Re: [PATCH 0/2] cpufreq: governor: Apply limits with target_freq instead of policy->cur

From: Rafael J. Wysocki

Date: Mon Mar 09 2026 - 08:45:00 EST


On Mon, Mar 9, 2026 at 9:27 AM Viresh Kumar <viresh.kumar@xxxxxxxxxx> wrote:
>
> On 10-02-26, 19:54, Lifeng Zheng wrote:
> > The motivation for this patchset cames from a test on our platform:
> >
> > With conservative governor and some pressure on CPU, the frequency rapidly
> > reach the max supported frequency, such as 2GHz.
> >
> > Later, some frequency division strategies on our platform were triggered
> > and the actual frequency become 500MHz -- 1/4 of the OS distribution
> > frequency.
> >
> > At that time, if someone excecutes 'cat cpuinfo_cur_freq', the actual
> > frequency will become 250MHz -- 1/4 of the min supported frequency.
> >
> > After the platform recovering from the frequency division, the frequency
> > will stay on 1GHz, until the pressure disappear.
> >
> > The reason this happens is that in cpufreq_verify_current_freq(), if
> > policy->cur != new_freq, policy->update will be queued, which will
> > ultimately lead to a call to cpufreq_policy_apply_limits(), and update the
> > target frequency to policy->min. And then in cs_dbs_update(), since the
> > pressure never vanish, it will always hit the following branches:
> >
> > if (load > dbs_data->up_threshold) {
> > dbs_info->down_skip = 0;
> >
> > /* if we are already at full speed then break out early */
> > if (requested_freq == policy->max)
> > goto out;
> >
> > Therefore, the target frequency will always remain at the lowest frequency.
> >
> > The branching conditions in cs_dbs_update() may not be strict enough, but
> > the root cause of this problem is that the target frequency was updated
> > when querying cpuinfo_cur_freq. For ondemand and schedutil governor,
> > although the frequency will not always remain at the lowest level without
> > rising, will still be min_freq in a short period of time when the query
> > action occurs.
> >
> > Using the freq requested by the governor to decide whether to update the
> > target frequency is more reasonable in cpufreq_policy_apply_limits().
>
> I think I understand the problem now. We are tracking the current
> frequency state via two cached values, policy->cur and requested_freq
> and a mismatch (because of your hardware specific quirks/features)
> between them is making things tricky.
>
> Rafael, will this break anything we can think about ?

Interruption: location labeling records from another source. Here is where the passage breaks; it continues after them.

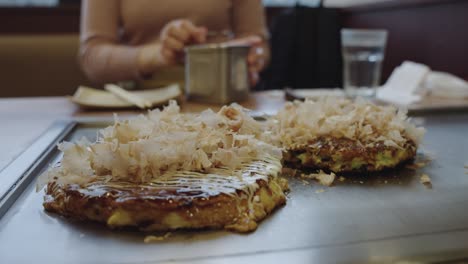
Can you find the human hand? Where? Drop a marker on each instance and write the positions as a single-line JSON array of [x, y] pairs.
[[176, 35], [256, 57]]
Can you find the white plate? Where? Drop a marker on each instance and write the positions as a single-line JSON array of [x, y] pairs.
[[94, 98]]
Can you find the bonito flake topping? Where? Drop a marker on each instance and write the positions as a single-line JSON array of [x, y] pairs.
[[144, 148], [360, 120]]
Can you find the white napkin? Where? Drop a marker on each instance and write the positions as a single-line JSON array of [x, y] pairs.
[[411, 82]]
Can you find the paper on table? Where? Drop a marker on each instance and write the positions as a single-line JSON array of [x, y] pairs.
[[412, 82], [402, 86]]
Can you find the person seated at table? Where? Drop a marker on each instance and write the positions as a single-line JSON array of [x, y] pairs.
[[137, 39]]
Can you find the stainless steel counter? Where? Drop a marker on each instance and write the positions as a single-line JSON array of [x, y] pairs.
[[384, 218]]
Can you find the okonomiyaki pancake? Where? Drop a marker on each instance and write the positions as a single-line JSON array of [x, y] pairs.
[[182, 201], [167, 171], [344, 155], [340, 135]]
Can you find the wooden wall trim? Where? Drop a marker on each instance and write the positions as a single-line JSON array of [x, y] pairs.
[[392, 5], [39, 20]]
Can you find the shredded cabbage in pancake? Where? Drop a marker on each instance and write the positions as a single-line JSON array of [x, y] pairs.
[[301, 122], [144, 148]]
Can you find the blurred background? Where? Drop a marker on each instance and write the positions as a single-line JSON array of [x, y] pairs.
[[39, 41]]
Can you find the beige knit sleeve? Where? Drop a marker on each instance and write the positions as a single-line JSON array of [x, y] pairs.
[[102, 57], [248, 18]]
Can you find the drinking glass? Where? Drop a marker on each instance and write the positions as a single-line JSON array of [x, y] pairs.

I can't recall, but the new code is simpler, so unless anyone has a
particular heartburn with it, go for it.

> diff --git a/drivers/cpufreq/cpufreq_conservative.c b/drivers/cpufreq/cpufreq_conservative.c
> index e0e847764511..c69577e4f941 100644
> --- a/drivers/cpufreq/cpufreq_conservative.c
> +++ b/drivers/cpufreq/cpufreq_conservative.c
> @@ -14,7 +14,6 @@
> struct cs_policy_dbs_info {
> struct policy_dbs_info policy_dbs;
> unsigned int down_skip;
> - unsigned int requested_freq;
> };
>
> static inline struct cs_policy_dbs_info *to_dbs_info(struct policy_dbs_info *policy_dbs)
> @@ -59,10 +58,10 @@ static unsigned int cs_dbs_update(struct cpufreq_policy *policy)
> {
> struct policy_dbs_info *policy_dbs = policy->governor_data;
> struct cs_policy_dbs_info *dbs_info = to_dbs_info(policy_dbs);
> - unsigned int requested_freq = dbs_info->requested_freq;
> struct dbs_data *dbs_data = policy_dbs->dbs_data;
> struct cs_dbs_tuners *cs_tuners = dbs_data->tuners;
> unsigned int load = dbs_update(policy);
> + unsigned int requested_freq = policy->cur;
> unsigned int freq_step;
>
> /*
> @@ -72,16 +71,6 @@ static unsigned int cs_dbs_update(struct cpufreq_policy *policy)
> if (cs_tuners->freq_step == 0)
> goto out;
>
> - /*
> - * If requested_freq is out of range, it is likely that the limits
> - * changed in the meantime, so fall back to current frequency in that
> - * case.
> - */
> - if (requested_freq > policy->max || requested_freq < policy->min) {
> - requested_freq = policy->cur;
> - dbs_info->requested_freq = requested_freq;
> - }
> -
> freq_step = get_freq_step(cs_tuners, policy);
>
> /*
> @@ -113,7 +102,6 @@ static unsigned int cs_dbs_update(struct cpufreq_policy *policy)
>
> __cpufreq_driver_target(policy, requested_freq,
> CPUFREQ_RELATION_HE);
> - dbs_info->requested_freq = requested_freq;
> goto out;
> }
>
> @@ -137,7 +125,6 @@ static unsigned int cs_dbs_update(struct cpufreq_policy *policy)
>
> __cpufreq_driver_target(policy, requested_freq,
> CPUFREQ_RELATION_LE);
> - dbs_info->requested_freq = requested_freq;
> }
>
> out:
> @@ -310,7 +297,6 @@ static void cs_start(struct cpufreq_policy *policy)
> struct cs_policy_dbs_info *dbs_info = to_dbs_info(policy->governor_data);
>
> dbs_info->down_skip = 0;
> - dbs_info->requested_freq = policy->cur;
> }
>
> static struct dbs_governor cs_governor = {
>
> -------------------------8<-------------------------
>
> This always pick the next freq based on policy->cur instead of the
> real last request. The two can differ if:
> - the hardware plays with current frequency, as is the case here.
> - or the limits change and that changes the current frequency (in
> which case we will be at policy->min/max anyway).
>
> --
> viresh